Je donnerai deux exemples du risque d'une double imposition que fait courir cette proposition. Imaginez une plateforme de réservation d'hôtels situés à 80 % en France et pour 20 % au Royaume-Uni, mais attirant autant de clients français que de clients anglais ; si la France crée une taxe assise sur le nombre d'hôtels, elle taxera 80 % du chiffres d'affaires de la plateforme. Si le Royaume-Uni crée une taxe assise sur le nombre de voyageurs, elle taxera 50 % de son chiffre d'affaires.
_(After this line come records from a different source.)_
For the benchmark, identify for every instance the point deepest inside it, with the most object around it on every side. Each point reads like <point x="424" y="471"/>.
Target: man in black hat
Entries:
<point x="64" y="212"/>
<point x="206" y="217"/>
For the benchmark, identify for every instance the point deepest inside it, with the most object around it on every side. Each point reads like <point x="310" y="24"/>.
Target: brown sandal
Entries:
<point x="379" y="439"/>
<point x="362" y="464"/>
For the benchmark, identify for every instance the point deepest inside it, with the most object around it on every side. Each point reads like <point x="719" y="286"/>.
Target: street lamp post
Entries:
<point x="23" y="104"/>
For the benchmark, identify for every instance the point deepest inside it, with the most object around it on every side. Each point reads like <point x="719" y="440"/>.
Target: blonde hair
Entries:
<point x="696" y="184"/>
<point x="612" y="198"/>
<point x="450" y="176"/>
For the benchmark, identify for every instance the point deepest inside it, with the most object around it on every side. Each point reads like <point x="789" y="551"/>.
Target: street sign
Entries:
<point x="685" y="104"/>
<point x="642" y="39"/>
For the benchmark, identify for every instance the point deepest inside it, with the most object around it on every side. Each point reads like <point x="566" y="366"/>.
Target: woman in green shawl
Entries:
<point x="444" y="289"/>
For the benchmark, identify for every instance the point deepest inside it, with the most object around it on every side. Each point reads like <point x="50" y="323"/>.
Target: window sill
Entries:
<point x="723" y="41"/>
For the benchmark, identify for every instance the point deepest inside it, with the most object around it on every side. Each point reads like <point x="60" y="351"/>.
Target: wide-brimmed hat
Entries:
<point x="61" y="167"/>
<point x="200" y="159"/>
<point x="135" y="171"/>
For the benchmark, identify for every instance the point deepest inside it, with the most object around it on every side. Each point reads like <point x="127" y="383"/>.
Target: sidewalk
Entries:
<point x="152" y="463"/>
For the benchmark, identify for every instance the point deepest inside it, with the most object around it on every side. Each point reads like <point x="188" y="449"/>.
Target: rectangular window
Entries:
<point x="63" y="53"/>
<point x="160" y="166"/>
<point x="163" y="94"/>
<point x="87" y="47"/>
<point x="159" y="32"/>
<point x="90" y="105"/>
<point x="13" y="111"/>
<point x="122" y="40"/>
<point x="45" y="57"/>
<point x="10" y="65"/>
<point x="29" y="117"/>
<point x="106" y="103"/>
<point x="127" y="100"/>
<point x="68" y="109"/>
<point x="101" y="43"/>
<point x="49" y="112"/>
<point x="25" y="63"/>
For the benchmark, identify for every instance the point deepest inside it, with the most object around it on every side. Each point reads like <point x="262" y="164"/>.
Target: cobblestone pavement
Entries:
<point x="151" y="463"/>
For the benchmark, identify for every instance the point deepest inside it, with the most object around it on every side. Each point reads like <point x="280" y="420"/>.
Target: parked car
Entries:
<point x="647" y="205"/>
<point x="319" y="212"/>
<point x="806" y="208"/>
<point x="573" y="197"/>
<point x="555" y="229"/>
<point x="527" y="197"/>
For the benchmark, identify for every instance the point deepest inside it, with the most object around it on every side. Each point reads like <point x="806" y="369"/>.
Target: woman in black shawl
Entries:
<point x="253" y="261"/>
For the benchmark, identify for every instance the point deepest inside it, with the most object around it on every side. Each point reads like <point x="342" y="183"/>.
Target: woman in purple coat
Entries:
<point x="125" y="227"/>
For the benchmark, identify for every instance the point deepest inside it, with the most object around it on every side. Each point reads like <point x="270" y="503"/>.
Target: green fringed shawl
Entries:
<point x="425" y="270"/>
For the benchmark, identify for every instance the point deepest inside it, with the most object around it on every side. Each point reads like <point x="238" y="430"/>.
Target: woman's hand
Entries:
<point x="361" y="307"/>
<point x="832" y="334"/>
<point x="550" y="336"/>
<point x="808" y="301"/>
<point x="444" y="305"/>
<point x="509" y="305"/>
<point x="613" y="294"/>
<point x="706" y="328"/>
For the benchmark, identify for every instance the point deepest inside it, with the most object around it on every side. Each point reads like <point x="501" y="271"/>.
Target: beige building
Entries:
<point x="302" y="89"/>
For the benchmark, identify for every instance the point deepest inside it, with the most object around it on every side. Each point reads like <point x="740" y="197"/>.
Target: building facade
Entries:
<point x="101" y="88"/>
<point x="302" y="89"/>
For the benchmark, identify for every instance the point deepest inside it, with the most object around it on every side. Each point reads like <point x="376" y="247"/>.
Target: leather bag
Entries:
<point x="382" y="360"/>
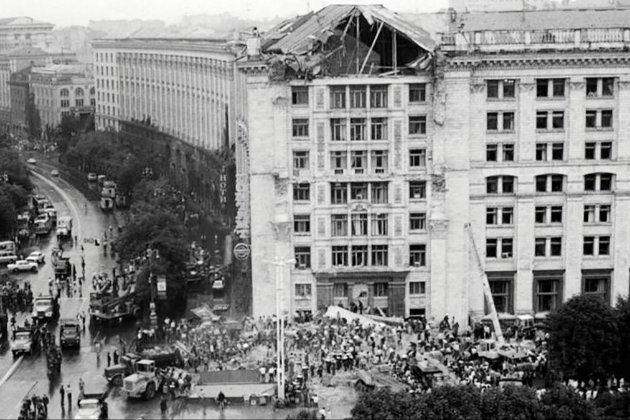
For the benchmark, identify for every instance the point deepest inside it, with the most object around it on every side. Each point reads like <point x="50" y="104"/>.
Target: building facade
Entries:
<point x="24" y="32"/>
<point x="340" y="168"/>
<point x="535" y="125"/>
<point x="62" y="90"/>
<point x="395" y="191"/>
<point x="183" y="87"/>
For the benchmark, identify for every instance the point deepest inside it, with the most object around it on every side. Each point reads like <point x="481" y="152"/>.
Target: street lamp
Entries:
<point x="280" y="356"/>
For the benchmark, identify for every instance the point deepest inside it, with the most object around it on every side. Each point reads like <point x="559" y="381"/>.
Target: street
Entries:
<point x="28" y="374"/>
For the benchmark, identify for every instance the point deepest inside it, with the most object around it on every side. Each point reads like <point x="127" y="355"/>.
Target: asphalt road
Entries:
<point x="27" y="375"/>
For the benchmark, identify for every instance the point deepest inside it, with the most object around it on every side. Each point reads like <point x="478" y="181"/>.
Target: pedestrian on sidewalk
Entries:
<point x="98" y="353"/>
<point x="62" y="395"/>
<point x="69" y="394"/>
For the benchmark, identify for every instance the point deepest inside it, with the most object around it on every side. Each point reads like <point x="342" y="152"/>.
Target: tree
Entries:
<point x="622" y="311"/>
<point x="563" y="403"/>
<point x="583" y="339"/>
<point x="511" y="402"/>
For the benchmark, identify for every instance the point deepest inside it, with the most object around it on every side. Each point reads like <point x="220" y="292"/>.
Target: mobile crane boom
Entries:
<point x="486" y="287"/>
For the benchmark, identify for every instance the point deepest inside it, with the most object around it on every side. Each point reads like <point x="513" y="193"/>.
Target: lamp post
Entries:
<point x="280" y="356"/>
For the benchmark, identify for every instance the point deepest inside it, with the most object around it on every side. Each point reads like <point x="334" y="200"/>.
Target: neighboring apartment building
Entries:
<point x="340" y="164"/>
<point x="62" y="89"/>
<point x="378" y="181"/>
<point x="182" y="86"/>
<point x="535" y="142"/>
<point x="21" y="104"/>
<point x="24" y="32"/>
<point x="188" y="89"/>
<point x="16" y="60"/>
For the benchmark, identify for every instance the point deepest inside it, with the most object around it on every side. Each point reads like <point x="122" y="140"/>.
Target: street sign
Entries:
<point x="161" y="286"/>
<point x="241" y="251"/>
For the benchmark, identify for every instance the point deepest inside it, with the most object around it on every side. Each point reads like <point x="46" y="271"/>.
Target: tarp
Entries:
<point x="338" y="312"/>
<point x="205" y="313"/>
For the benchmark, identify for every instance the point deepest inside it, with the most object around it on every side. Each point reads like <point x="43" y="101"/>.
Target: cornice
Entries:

La plateforme sera ainsi taxée sur 130 % de son chiffre d'affaires... Un autre cas de figure possible est celui des plateformes en cascade, ces plateformes qui vous conduisent vers d'autres plateformes, et qui partagent leurs revenus avec ces dernières. Si la première plateforme touche une commission de 100 et en reverse 50 à la seconde, et que les deux sont taxées, elles le seront sur un montant de 150. Je pourrais multiplier les exemples.
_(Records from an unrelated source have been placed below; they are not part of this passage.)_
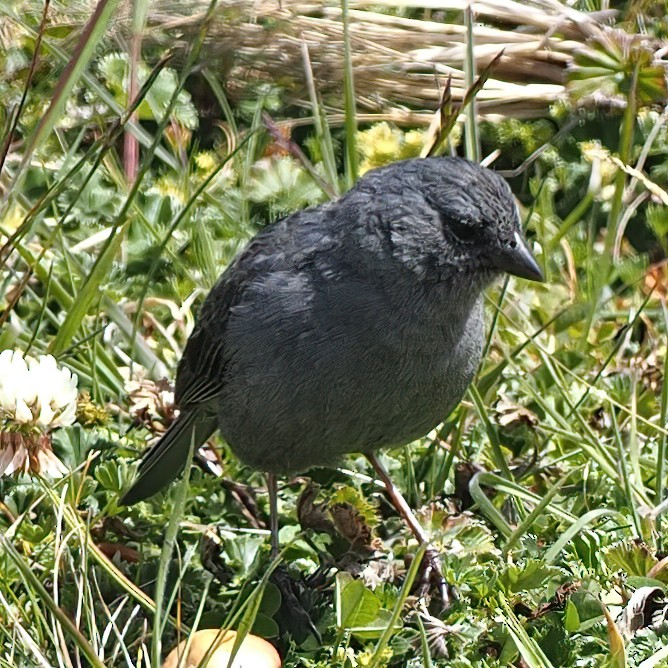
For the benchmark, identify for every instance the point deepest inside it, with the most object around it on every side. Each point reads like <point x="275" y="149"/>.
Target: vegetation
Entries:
<point x="136" y="159"/>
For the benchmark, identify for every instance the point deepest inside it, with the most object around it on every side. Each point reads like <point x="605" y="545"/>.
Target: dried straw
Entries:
<point x="399" y="63"/>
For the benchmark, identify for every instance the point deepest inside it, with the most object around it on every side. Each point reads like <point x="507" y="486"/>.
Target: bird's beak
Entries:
<point x="518" y="261"/>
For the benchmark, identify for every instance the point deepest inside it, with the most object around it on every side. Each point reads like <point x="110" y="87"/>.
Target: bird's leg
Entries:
<point x="272" y="490"/>
<point x="432" y="570"/>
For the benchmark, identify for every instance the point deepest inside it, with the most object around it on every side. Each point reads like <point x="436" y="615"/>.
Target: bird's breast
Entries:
<point x="342" y="368"/>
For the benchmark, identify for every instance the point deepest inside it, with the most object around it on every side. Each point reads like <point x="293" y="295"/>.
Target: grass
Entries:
<point x="544" y="489"/>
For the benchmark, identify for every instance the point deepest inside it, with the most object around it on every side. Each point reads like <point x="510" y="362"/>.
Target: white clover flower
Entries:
<point x="35" y="392"/>
<point x="36" y="396"/>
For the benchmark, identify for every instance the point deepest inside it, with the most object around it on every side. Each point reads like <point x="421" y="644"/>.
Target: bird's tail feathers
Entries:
<point x="165" y="460"/>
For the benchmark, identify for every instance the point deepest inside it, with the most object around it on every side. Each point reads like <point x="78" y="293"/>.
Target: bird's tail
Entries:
<point x="166" y="459"/>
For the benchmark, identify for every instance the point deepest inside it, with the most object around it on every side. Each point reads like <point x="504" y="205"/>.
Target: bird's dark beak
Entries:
<point x="518" y="261"/>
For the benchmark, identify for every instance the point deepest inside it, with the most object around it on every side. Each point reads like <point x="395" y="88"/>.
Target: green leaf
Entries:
<point x="356" y="606"/>
<point x="571" y="617"/>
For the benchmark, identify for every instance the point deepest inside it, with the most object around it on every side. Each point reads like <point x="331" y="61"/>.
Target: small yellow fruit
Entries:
<point x="254" y="652"/>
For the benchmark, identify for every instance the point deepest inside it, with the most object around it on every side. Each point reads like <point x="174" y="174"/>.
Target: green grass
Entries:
<point x="544" y="489"/>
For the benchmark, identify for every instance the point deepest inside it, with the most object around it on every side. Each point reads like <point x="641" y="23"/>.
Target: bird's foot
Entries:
<point x="431" y="578"/>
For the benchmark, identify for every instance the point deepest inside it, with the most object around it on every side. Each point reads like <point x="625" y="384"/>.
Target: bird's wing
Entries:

Un mot sur l'incidence fiscale. Toutes les taxes sont certes finalement payées par quelqu'un. La TVA n'a cependant pas la même incidence que l'impôt sur les sociétés : la première est massivement payée par les consommateurs, le second très largement par les actionnaires. S'agissant de la taxe sur les services numériques, nous avons calculé qu'une partie serait répercutée dans le prix, donc sur les consommateurs, l'autre sur les petites entreprises, qui l'absorberont dans leur niveau de profit. Nous serions heureux de discuter plus avant de nos analyses avec la direction de la législation fiscale. Nos hypothèses sont celles retenues dans les travaux de recherche : elles sont contestables, comme toutes les hypothèses, mais elles sont sourcées.
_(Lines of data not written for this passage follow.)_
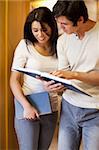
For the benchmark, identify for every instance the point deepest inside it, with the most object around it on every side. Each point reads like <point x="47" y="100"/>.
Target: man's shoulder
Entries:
<point x="62" y="37"/>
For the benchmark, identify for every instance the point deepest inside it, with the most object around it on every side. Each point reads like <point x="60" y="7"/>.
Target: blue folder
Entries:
<point x="50" y="77"/>
<point x="40" y="101"/>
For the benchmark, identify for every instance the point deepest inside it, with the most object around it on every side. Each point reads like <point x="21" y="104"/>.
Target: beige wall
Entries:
<point x="12" y="17"/>
<point x="2" y="74"/>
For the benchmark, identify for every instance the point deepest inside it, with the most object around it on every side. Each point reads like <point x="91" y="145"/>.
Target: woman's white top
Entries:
<point x="30" y="58"/>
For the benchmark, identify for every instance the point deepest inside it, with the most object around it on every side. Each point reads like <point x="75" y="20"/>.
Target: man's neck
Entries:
<point x="85" y="27"/>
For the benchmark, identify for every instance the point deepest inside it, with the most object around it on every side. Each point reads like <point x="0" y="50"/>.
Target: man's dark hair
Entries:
<point x="72" y="9"/>
<point x="42" y="15"/>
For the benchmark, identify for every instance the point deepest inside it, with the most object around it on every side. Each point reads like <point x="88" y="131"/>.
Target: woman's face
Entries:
<point x="41" y="32"/>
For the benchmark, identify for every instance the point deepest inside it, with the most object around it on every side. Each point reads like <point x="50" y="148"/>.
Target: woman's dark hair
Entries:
<point x="72" y="9"/>
<point x="42" y="15"/>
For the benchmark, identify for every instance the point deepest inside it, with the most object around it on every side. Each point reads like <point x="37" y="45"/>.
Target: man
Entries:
<point x="78" y="54"/>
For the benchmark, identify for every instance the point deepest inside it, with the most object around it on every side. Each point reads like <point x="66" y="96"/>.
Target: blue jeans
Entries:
<point x="76" y="124"/>
<point x="36" y="135"/>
Sur le calcul de l'assiette, le texte est encore ambigu. Imaginez un réseau social qui vend de la publicité partout dans le monde et réalise un chiffre d'affaires de 100. Comment calculer une taxe assise sur le nombre d'utilisateurs en France ? S'agit-il des personnes qui se connectent une fois par jour ou une fois par mois ? Qui cliquent sur les publicités ou se contentent de les regarder ? Les publicités ne sont d'ailleurs pas toutes les mêmes : certaines s'affichent sur téléphone portable, d'autres sur ordinateur... Bref, il y a un très grand nombre de façons de calculer cette clé d'allocation à la France du chiffre d'affaires. Or en la matière, l'ambiguïté va de pair avec les possibilités de contestation.
Les données nécessaires pour calculer précisément l'assiette de la taxe, c'est-à-dire le chiffre d'affaires réalisé avec une audience française, supposent le recueil d'informations qui ne sont pas accessibles aujourd'hui. Cela implique des investissements supplémentaires de la part des entreprises, donc un coût de conformité qui s'ajoute au coût social de la taxe. Cela impose en outre à l'administration de contrôler les données qui lui sont fournies, et qui sont partiellement générées à l'étranger.